Sensitivity Analysis
Sensitivity Analysis is a concept in risk management and actuarial science. According to [Invectopedia], a sensitivity analysis is a technique used to determine how changes in an independent variable influence a particular dependent variable under given assumptions. This technique is used within specific boundaries that depend on one or more input variables, such as the effect that changes in interest rates have on bond prices.
In our topic, we have a well-trained deep neuron network with two high-dimensional input vectors $x_0, x_1$ and output $y_0=f(x_0), y_1=f(x_1)$. Now we know $x_1$ is a perturbation of $x_0$ and we want to know which element in $x_1 - x_0$ contributes the most to $y_1 - y_0$.

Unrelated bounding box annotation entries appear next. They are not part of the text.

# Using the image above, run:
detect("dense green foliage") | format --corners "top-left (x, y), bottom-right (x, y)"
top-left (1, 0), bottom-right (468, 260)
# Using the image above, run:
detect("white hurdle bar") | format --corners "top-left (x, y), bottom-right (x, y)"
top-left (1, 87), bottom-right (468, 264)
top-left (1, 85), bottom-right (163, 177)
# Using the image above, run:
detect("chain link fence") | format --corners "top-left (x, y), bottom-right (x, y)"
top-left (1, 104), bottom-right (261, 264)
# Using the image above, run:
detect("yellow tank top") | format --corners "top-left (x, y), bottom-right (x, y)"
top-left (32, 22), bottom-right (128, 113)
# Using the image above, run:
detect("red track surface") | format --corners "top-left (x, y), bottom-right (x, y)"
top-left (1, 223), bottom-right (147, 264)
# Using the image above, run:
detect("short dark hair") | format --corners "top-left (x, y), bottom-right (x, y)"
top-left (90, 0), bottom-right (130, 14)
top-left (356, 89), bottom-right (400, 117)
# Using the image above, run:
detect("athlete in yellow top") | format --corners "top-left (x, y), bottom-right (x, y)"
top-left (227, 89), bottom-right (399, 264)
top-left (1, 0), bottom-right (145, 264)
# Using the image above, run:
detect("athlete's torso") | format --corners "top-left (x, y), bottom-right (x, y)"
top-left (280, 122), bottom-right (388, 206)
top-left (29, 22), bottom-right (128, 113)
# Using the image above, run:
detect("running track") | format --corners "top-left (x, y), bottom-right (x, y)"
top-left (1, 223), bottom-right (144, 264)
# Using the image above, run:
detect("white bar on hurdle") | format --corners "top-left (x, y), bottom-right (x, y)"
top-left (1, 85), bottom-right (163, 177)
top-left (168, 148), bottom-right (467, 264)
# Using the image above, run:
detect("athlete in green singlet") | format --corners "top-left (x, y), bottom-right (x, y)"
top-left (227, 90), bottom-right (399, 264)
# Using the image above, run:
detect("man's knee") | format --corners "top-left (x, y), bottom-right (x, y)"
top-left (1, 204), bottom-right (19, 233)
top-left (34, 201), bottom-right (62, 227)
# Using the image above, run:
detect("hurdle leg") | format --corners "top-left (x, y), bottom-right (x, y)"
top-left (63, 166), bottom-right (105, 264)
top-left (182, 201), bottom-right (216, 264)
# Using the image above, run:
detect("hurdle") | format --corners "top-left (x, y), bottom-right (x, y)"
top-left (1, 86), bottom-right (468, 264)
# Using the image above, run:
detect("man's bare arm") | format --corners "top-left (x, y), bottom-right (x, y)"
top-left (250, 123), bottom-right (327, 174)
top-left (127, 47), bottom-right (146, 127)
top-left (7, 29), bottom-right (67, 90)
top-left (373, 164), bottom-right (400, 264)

As one can imagine, if $\left| x_1 - x_0 \right|$ is small, the most "crude" approximation is to calculate
$\left . \frac{\partial y}{\partial x} \right|_{x = x_0} $
and get its largest element in terms of absolute value. This is well feasible because back-propagation enables us to calculate the differentials layer by layer. However, this method doesn't always work well.
Failure of traditional methods
to be done
DeepLIFT scheme
DeepLIFT assigns contribution scores $C_{\Delta y / \Delta x_i} = m_{\Delta y / \Delta x_i} \Delta x_i$ to each element $x_i$ so that sum of contribution scores satisfies $\sum_{i=1}^N C_{\Delta y / \Delta x_i} = \Delta y$.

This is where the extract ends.